Uwe Becker betonte, dass das vielbeschworene Ziel einer Rückkehr zum Normalzustand der „präpandemischen Realität“ äußerst kritisch gesehen werden müsse. Denn diese Realität habe sich schließlich durch einen parallelen Anstieg von Bruttoinlandsprodukt und Armutsquote sowie durch eine „mentale und empathische Immunität“ gegenüber besonders verletzbaren Bürger_innen ausgezeichnet. Ein „Weiter so“ wäre insofern, hier nahm Uwe Becker abschließend Bezug auf ein Zitat von Walter Benjamin, eine „Katastrophe“.

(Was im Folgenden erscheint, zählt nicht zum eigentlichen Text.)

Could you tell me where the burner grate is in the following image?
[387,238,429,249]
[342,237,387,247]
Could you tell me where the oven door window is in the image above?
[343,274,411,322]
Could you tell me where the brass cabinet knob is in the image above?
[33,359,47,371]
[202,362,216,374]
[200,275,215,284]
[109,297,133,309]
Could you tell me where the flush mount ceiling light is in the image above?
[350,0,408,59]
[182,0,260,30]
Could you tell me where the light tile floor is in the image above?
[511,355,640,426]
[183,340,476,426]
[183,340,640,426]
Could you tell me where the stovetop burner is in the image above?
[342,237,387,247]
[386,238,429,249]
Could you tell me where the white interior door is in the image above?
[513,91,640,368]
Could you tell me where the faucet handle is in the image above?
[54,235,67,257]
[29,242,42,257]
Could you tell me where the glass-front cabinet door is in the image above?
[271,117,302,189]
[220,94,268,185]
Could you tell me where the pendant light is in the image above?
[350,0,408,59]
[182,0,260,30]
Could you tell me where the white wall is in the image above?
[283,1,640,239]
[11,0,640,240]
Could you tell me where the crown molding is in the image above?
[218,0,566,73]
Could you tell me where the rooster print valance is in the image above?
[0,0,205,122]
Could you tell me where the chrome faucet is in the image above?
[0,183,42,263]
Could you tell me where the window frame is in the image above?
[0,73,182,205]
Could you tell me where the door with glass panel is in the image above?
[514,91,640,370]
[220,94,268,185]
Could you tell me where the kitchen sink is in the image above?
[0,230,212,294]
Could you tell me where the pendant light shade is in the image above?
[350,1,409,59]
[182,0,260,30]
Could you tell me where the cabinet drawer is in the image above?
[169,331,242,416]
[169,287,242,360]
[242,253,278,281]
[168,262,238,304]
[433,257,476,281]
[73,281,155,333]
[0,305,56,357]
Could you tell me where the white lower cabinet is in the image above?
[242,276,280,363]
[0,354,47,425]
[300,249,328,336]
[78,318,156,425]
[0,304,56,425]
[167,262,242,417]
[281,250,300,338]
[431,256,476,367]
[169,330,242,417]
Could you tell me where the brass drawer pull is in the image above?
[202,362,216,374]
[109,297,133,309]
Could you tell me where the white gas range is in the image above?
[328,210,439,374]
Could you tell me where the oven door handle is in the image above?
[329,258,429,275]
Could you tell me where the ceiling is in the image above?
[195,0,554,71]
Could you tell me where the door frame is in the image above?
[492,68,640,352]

Einblicke aus der Praxis: Rückzugsmöglichkeiten nehmen ab, die Unsichtbarkeit nimmt zu  

Hubert Ostendorf und Sandra Martini bestätigten im anschließenden Gespräch die gravierend negativen Folgen der Pandemie für wohnungslose Menschen. Corona sei für seine Klient_innen „katastrophal“, so Hubert Ostendorf, da sie im Lockdown einen massiven Einbruch bei den Zeitungsverkäufen und Spenden von Passant_innen erlebten. Sandra Martini schilderte vor allem die zunehmende Unsichtbarkeit, die sie seitdem im öffentlichen Raum wahrnehme: Vor der Pandemie habe sie an einem zentralen Düsseldorfer Platz ihre Zeitungen verkauft und sei mit vielen Bürger_innen ins Gespräch gekommen. Im Lockdown fühle sie sich hingegen wie eine Art „Schattendiva“, die man nicht sehe und auch nicht sehen wolle. Es gäbe zwar immer wieder spontane Hilfe von einzelnen Passant_innen. Vor allem bedeute der Lockdown aber, in der Stadt kaum noch Rückzugsräume – etwa kostenlos zugängliche Toiletten in Kneipen oder Restaurants – zu finden, was gerade im Winter „sehr schlimm“ sei. Die aktuelle Situation von Wohnungslosen wurde in der anschließenden Diskussion auch mit Blick auf andere Städte thematisiert. Obwohl in Hamburg in diesem Winter bereits 12 Menschen gestorben seien, verweise die Stadt weiterhin, wie ein Teilnehmer berichtete, auf das bestehende Winternotprogramm, anstatt die Einzelunterbringung in leerstehenden Hotels und Pensionen zu fördern.

 

Grundsätzliche Veränderungen sind erforderlich     

In der Diskussion wurden einerseits lokale Unterschiede hinsichtlich der Bereitschaft deutlich, in der Pandemie auch alternative Formen der Unterstützung für Wohnungslose zu ermöglichen. In Düsseldorf, so Hubert Ostendorf, zeige sich auf Seiten der Politik etwa eine ziemlich große Offenheit. Andererseits bestand Konsens darüber, dass grundsätzlichere Veränderungen angestoßen werden müssten, um Wohnungslosigkeit nachhaltig – also unabhängig von der Pandemie –  zu bekämpfen. Eine breite Anwendung des Housing first-Ansatzes, den fiftyfifty bereits seit einigen Jahren erfolgreich umsetzt, wurde hier genauso genannt wie eine verbindliche Berücksichtigung wohnungsloser Menschen bei der Vergabe sozial geförderter Wohnungen. Nur mit solchen Maßnahmen könne man angesichts steigender Mieten und des zunehmenden Verdrängungswettbewerbs auf dem Wohnungsmarkt Verbesserungen erreichen. Eine Rückkehr in die „präpandemische Realität“ wurde also auch in der Diskussion als erstrebenswertes Ziel abgelehnt.